Había cuatro habitaciones si se contaba el baño, visible a través de una puerta que colgaba abierta de un solo gozne. La habitación más grande combinaba sala de estar y cocina. Las otras dos eran dormitorios. En la cama del dormitorio más grande faltaba el colchón. Recordé a Ivy diciendo: «Ya ve, es como llevarse al perro de vacaciones». En el cuarto más pequeño, Rosette había dibujado niñas con pinturas de cera en las paredes allí donde el yeso se desprendía y dejaba a la vista los listones de madera. Todas llevaban vestidos pichi de color verde y calzaban zapatones negros. Sus coletas se veían desproporcionadas, tan largas como sus piernas, y muchas daban patadas a balones de fútbol. Una de ellas lucía una diadema de Miss América en el pelo y esbozaba una gran sonrisa pintada con lápiz de labios rojo. La casa aún olía a cualquier carne que Ivy hubiera freído para su última comida antes de irse a vivir con su madre, su pequeña diablesa y su marido paralítico.

Aquél era el lugar donde Lee y Marina iniciarían la fase americana de su matrimonio. Harían el amor en el dormitorio principal y allí él la maltrataría. Era el lugar donde Lee yacería despierto después de largos días de ensamblar contrapuertas, preguntándose por qué cojones no era famoso. ¿No lo había intentado? ¿No lo había intentado con todo su empeño?

Y en la salita, con su suelo irregular y su raída alfombra de color verde bilis, Lee conocería al hombre en quien yo supuestamente no debía confiar, el hombre que aglutinaba la mayoría, si no todas, de las dudas que Al abrigara sobre la participación de Oswald en el papel de tirador solitario.
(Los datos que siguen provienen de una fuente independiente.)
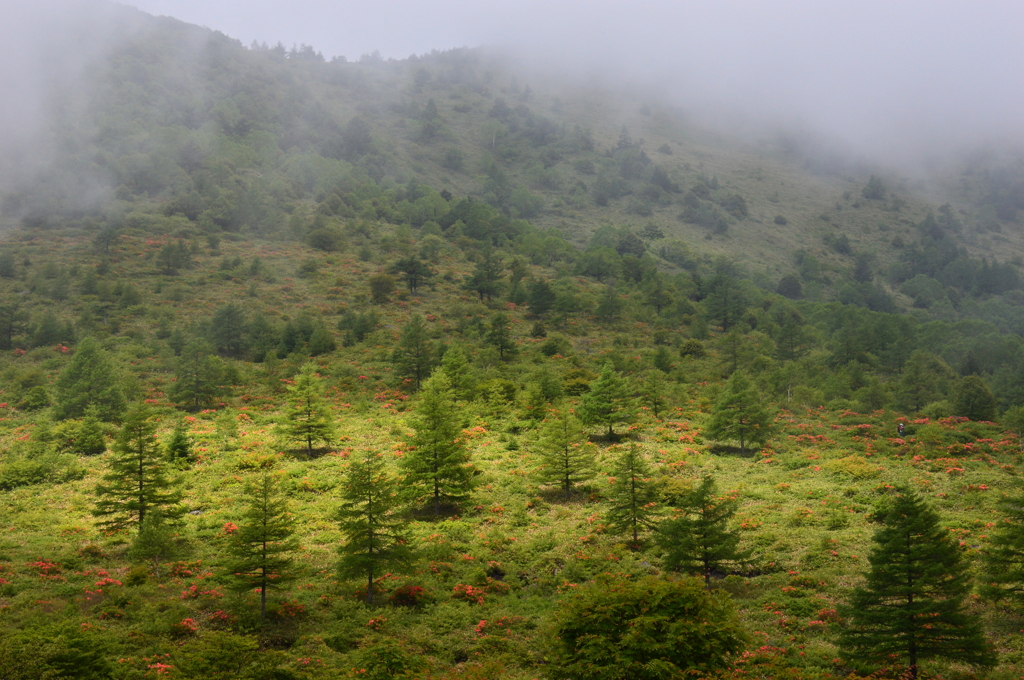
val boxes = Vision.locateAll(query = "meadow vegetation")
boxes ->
[0,7,1024,680]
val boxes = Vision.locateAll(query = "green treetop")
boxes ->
[281,364,334,456]
[401,370,473,515]
[839,487,995,678]
[92,409,181,528]
[337,454,413,604]
[580,362,635,438]
[53,338,128,421]
[705,371,773,452]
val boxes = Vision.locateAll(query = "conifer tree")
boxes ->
[538,409,594,501]
[53,338,128,421]
[639,370,667,418]
[657,475,748,588]
[227,472,299,621]
[401,370,473,515]
[980,494,1024,605]
[167,420,193,463]
[392,314,434,389]
[580,362,634,439]
[281,364,334,456]
[128,507,178,579]
[605,444,657,547]
[526,279,558,316]
[337,454,413,604]
[92,409,181,528]
[839,487,994,678]
[75,407,106,456]
[705,371,773,453]
[440,344,476,401]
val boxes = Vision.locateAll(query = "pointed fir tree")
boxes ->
[128,507,179,579]
[226,472,299,622]
[401,370,473,515]
[705,371,773,453]
[391,314,434,389]
[466,247,505,302]
[657,475,749,588]
[440,344,476,401]
[92,409,181,529]
[839,487,994,678]
[605,444,657,548]
[537,409,594,501]
[979,493,1024,606]
[281,364,334,456]
[580,362,635,439]
[336,454,413,604]
[167,420,193,464]
[53,338,128,421]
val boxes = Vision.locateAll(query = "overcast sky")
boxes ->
[0,0,1024,174]
[127,0,1024,163]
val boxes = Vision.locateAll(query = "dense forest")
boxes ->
[0,9,1024,679]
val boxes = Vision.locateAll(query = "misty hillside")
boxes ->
[0,7,1024,680]
[3,3,1024,315]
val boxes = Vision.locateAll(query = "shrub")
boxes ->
[550,575,746,680]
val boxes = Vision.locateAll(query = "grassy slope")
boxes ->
[0,225,1020,678]
[0,11,1021,678]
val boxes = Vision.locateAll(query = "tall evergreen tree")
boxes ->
[440,344,476,401]
[391,255,433,295]
[538,409,594,501]
[705,371,773,453]
[337,454,413,604]
[281,364,334,456]
[486,312,516,362]
[526,279,558,316]
[392,314,434,389]
[896,349,956,411]
[53,338,128,421]
[168,340,226,412]
[639,369,668,418]
[580,362,635,439]
[227,472,299,621]
[657,475,748,588]
[128,507,178,579]
[839,487,995,678]
[401,370,473,515]
[92,409,181,528]
[466,248,505,301]
[605,444,657,547]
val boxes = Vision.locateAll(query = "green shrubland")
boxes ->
[0,6,1024,679]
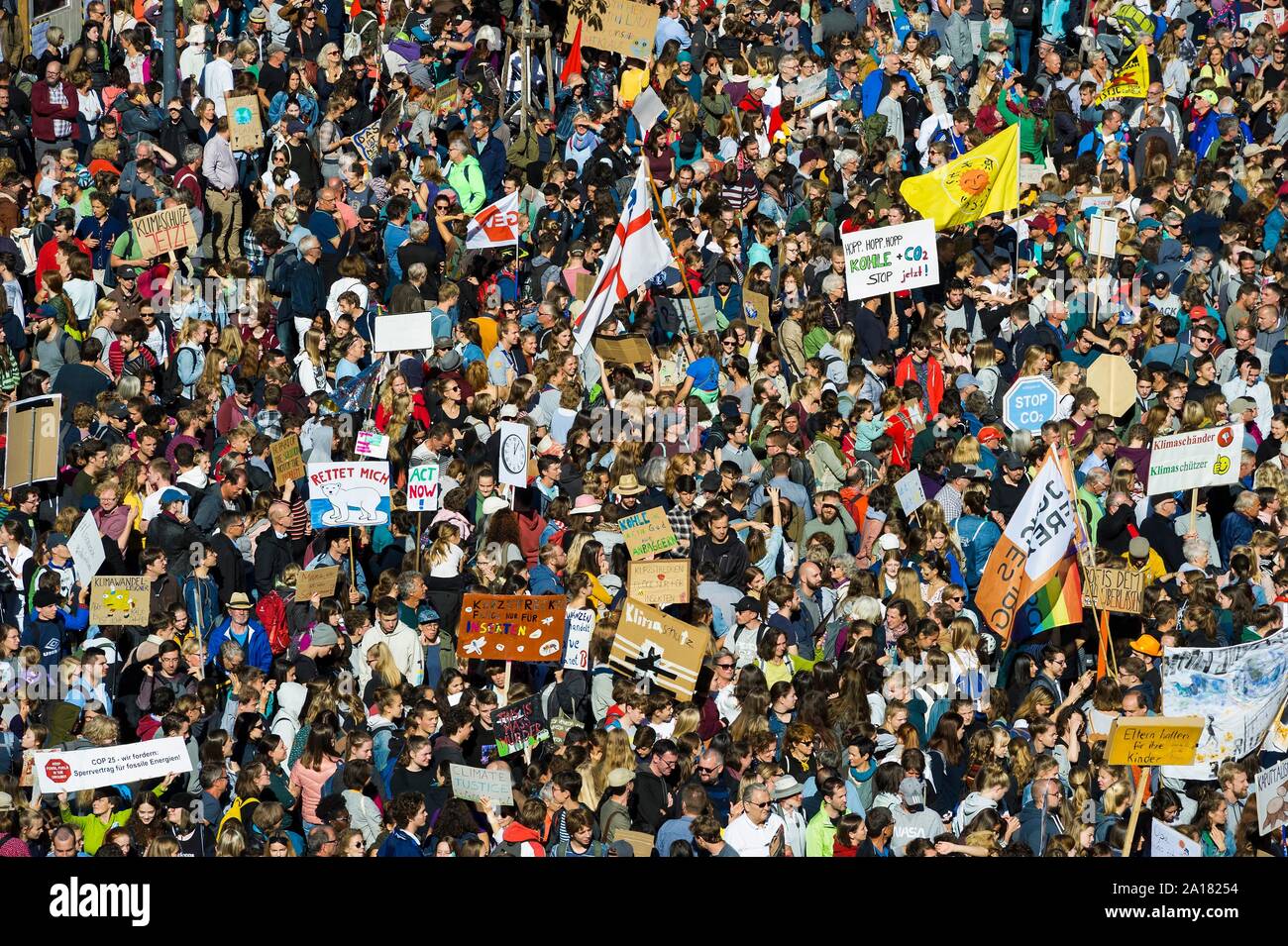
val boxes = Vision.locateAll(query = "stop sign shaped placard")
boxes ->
[1002,374,1060,434]
[46,758,72,786]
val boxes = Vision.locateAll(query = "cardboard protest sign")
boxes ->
[35,736,192,794]
[617,506,680,559]
[1105,715,1203,766]
[4,394,63,487]
[1257,760,1288,834]
[268,434,305,486]
[742,289,774,332]
[591,335,653,365]
[353,430,389,460]
[456,594,568,662]
[563,607,595,671]
[224,93,265,151]
[1162,633,1288,780]
[450,762,514,808]
[1149,817,1203,857]
[1087,356,1136,417]
[371,310,434,352]
[407,464,443,512]
[608,597,711,700]
[841,220,939,298]
[1082,568,1145,614]
[1149,423,1243,495]
[89,576,152,627]
[295,565,340,601]
[894,470,926,516]
[308,462,389,529]
[67,512,107,584]
[626,559,690,605]
[564,0,658,59]
[134,207,197,260]
[492,693,550,758]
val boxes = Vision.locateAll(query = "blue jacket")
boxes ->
[206,618,273,674]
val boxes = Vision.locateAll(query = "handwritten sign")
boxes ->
[1107,715,1203,766]
[608,597,711,700]
[89,576,152,627]
[626,559,690,605]
[407,464,443,512]
[456,594,568,662]
[563,607,595,671]
[448,762,514,808]
[268,434,305,486]
[492,693,550,758]
[1082,568,1145,614]
[295,565,340,601]
[134,207,197,259]
[617,506,680,559]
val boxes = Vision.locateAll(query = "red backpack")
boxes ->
[255,590,291,657]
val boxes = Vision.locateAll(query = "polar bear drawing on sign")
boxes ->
[321,481,383,525]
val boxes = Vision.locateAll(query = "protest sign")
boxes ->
[1257,760,1288,834]
[591,335,653,365]
[841,220,939,298]
[1149,423,1243,495]
[308,462,389,529]
[1105,715,1203,766]
[617,506,680,559]
[35,736,192,794]
[353,430,389,460]
[67,512,107,584]
[894,470,926,516]
[626,559,690,605]
[492,693,550,758]
[742,289,774,332]
[89,576,152,627]
[268,434,305,486]
[224,93,265,151]
[496,421,532,489]
[1082,567,1145,614]
[4,394,63,487]
[371,310,434,352]
[1149,817,1203,857]
[1087,356,1136,417]
[456,594,568,661]
[608,597,711,700]
[407,464,443,512]
[563,607,595,671]
[1162,633,1288,780]
[295,565,340,601]
[134,207,197,260]
[564,0,658,59]
[448,762,514,808]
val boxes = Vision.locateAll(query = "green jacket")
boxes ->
[447,155,486,216]
[805,807,836,857]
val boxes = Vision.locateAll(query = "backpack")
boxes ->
[255,590,291,657]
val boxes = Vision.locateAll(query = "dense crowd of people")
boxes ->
[0,0,1288,857]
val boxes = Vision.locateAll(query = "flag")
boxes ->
[1092,45,1149,106]
[559,19,581,85]
[465,190,519,250]
[899,125,1020,231]
[975,449,1081,640]
[572,160,675,353]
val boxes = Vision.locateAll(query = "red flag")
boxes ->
[559,19,581,85]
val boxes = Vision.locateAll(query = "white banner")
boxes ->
[1149,423,1243,495]
[841,220,939,298]
[36,736,192,794]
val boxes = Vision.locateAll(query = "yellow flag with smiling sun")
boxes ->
[899,125,1020,231]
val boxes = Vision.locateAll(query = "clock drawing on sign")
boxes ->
[501,434,528,476]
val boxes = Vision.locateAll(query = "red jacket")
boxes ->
[894,354,944,422]
[31,80,80,142]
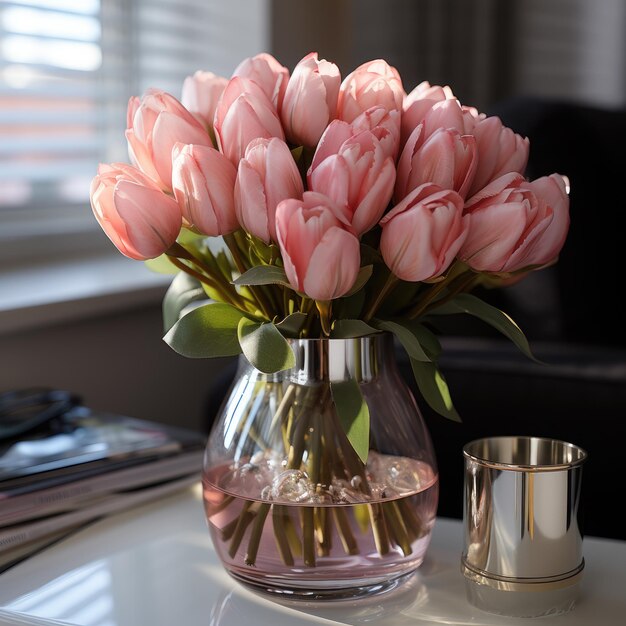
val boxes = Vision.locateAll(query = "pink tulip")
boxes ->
[394,124,477,201]
[402,81,456,143]
[90,163,182,261]
[214,77,285,167]
[172,144,239,237]
[235,137,304,243]
[126,89,212,191]
[459,173,569,272]
[308,127,396,235]
[351,106,401,162]
[307,120,358,172]
[232,52,289,111]
[281,52,341,147]
[527,174,570,265]
[380,183,469,282]
[181,71,228,129]
[469,116,529,195]
[337,59,406,122]
[276,191,360,300]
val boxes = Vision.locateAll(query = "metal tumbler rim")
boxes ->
[463,435,588,472]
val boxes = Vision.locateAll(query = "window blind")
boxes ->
[0,0,265,224]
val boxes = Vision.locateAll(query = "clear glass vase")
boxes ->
[203,333,439,599]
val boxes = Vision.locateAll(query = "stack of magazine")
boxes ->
[0,407,206,571]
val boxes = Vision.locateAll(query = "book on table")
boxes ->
[0,407,206,552]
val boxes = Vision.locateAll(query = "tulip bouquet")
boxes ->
[91,53,569,417]
[91,53,569,565]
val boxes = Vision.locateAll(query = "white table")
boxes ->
[0,487,626,626]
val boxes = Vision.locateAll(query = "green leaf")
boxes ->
[176,228,207,246]
[162,272,206,332]
[333,289,367,319]
[410,359,461,422]
[143,254,180,275]
[374,320,432,361]
[163,302,242,359]
[330,320,376,339]
[342,265,374,298]
[233,265,291,287]
[431,293,538,362]
[330,378,370,463]
[276,311,307,338]
[237,317,296,374]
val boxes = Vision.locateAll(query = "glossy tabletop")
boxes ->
[0,486,626,626]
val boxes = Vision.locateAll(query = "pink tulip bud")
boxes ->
[181,71,228,129]
[527,174,570,265]
[172,144,239,237]
[380,183,469,282]
[235,137,304,243]
[337,59,406,122]
[307,120,358,172]
[402,81,456,144]
[90,163,182,261]
[126,89,212,191]
[308,127,396,235]
[281,52,341,147]
[276,191,360,300]
[469,116,529,195]
[232,52,289,111]
[351,106,401,162]
[459,173,569,272]
[214,77,285,167]
[394,124,477,201]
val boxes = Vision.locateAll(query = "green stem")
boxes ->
[315,300,332,337]
[245,502,271,565]
[223,233,274,321]
[363,273,399,322]
[166,246,240,311]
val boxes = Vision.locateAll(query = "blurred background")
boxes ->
[0,0,626,534]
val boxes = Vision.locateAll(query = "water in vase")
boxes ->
[203,452,438,592]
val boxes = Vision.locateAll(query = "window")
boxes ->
[0,0,267,260]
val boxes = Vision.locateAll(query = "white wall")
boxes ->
[0,306,232,430]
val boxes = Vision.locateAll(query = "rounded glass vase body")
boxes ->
[203,334,439,599]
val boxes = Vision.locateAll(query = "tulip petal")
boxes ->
[304,227,360,300]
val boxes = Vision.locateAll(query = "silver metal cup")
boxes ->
[461,436,587,617]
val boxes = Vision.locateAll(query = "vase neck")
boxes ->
[288,333,393,384]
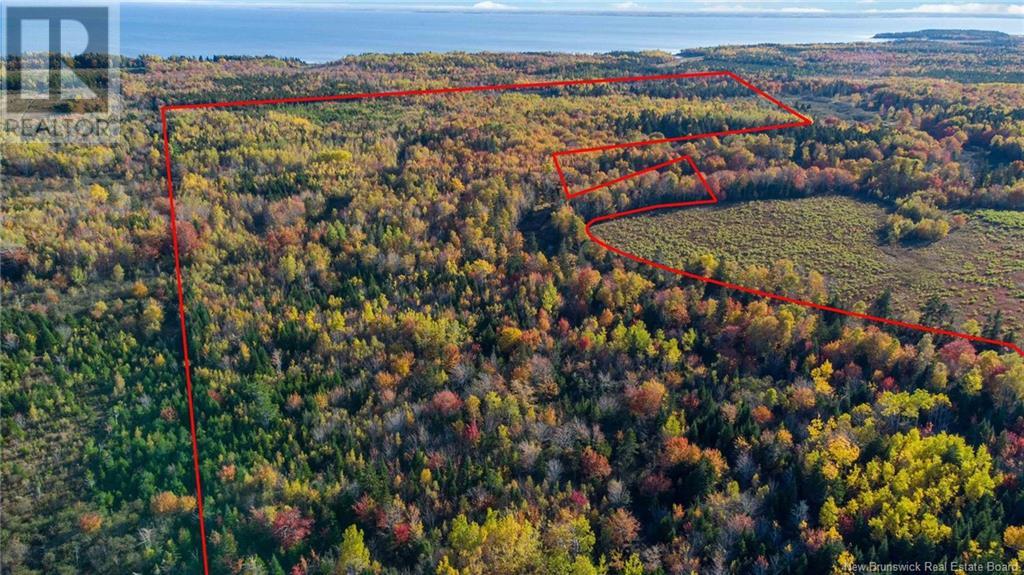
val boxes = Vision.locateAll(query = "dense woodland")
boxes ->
[0,36,1024,575]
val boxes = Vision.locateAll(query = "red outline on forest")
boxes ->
[160,71,1024,575]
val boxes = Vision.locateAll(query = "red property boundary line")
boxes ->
[160,71,1024,575]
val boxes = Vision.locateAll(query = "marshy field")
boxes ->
[594,195,1024,329]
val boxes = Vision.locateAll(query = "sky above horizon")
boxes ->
[112,0,1024,16]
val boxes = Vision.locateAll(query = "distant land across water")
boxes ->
[120,3,1024,62]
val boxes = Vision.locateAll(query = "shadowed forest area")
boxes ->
[0,35,1024,575]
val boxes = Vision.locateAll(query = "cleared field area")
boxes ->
[594,196,1024,330]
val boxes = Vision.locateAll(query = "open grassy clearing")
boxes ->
[594,196,1024,330]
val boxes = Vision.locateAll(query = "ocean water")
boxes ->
[120,3,1024,62]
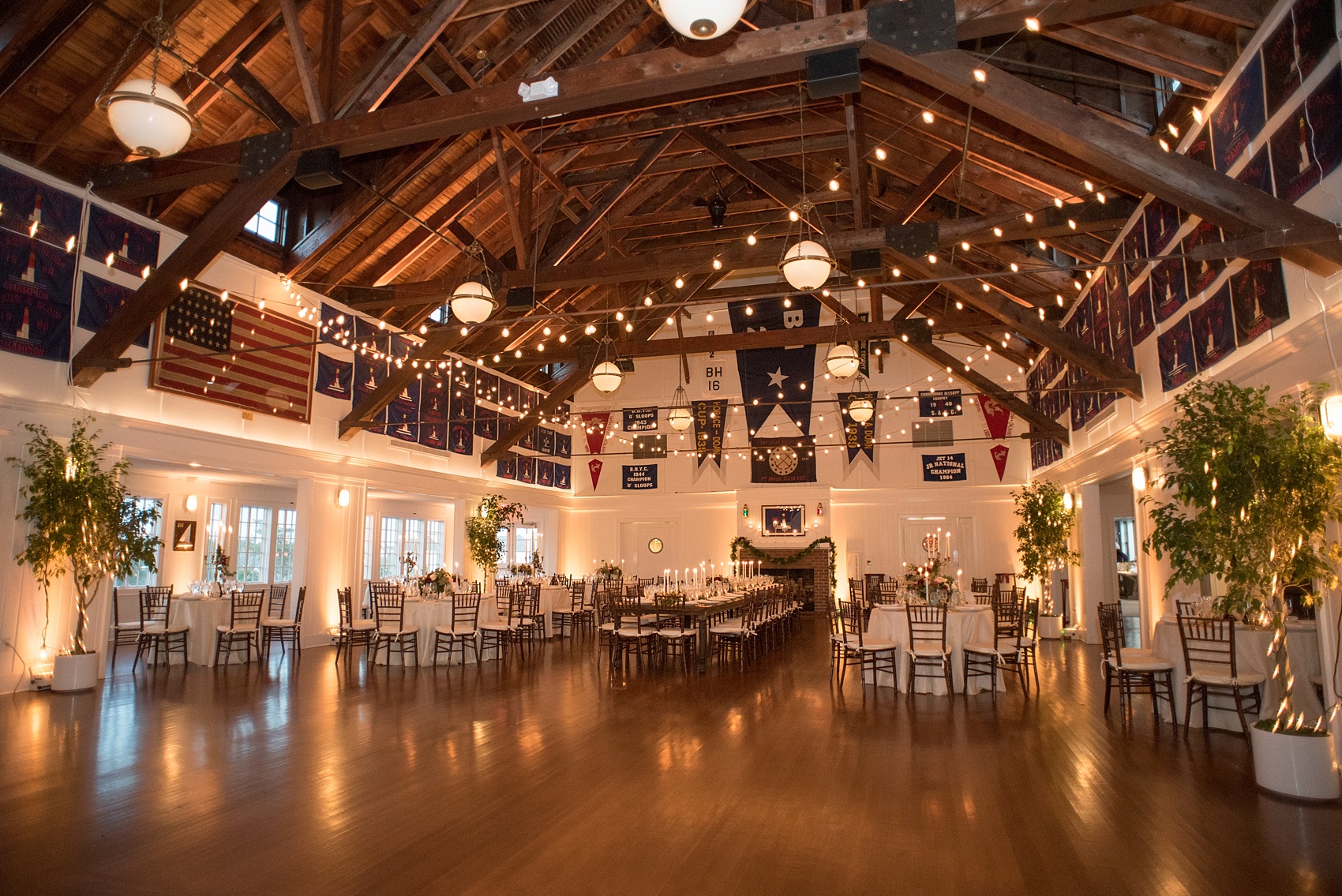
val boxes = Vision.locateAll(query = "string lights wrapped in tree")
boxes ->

Ese hombre se llamaba George de Mohrenschildt y me interesaba sobremanera escuchar lo que Oswald y él tuvieran que decirse.

Había un viejo bufete-aparador en el lado de la habitación principal más próximo a la cocina. Los cajones eran un batiburrillo de cubiertos desemparejados y cutres utensilios de cocina. Aparté el bufete de la pared y encontré un enchufe. Excelente. Coloqué la lámpara encima del mueble y la enchufé. Sabía que alguien podría vivir allí una temporada antes de que los Oswald se instalaran, pero no creía que nadie tuviera deseos de llevarse la Lámpara Inclinada de Pisa cuando levantaran el campamento. Si lo hacían, me quedaba una de repuesto en el garaje.

Taladré un agujero en la pared hacia el exterior con la broca más pequeña, empujé el bufete de vuelta a su sitio, y probé la lámpara. Funcionaba a la perfección. Recogí y abandoné la casa, cuidándome de cerrar la puerta tras de mí. Luego, conduje de regreso a Jodie.

Sadie llamó para preguntarme si quería ir a cenar a su casa. Solo tenía fiambres, especificó, pero había bizcocho de postre, por si me interesaba. Fui y el postre resultó tan maravilloso como siempre, pero las cosas habían cambiado. Porque ella tenía razón. Había una escoba en la cama. Como el jimla que Rosette había visto en el asiento de atrás de mi coche, era invisible… pero estaba allí. Proyectaba sombra.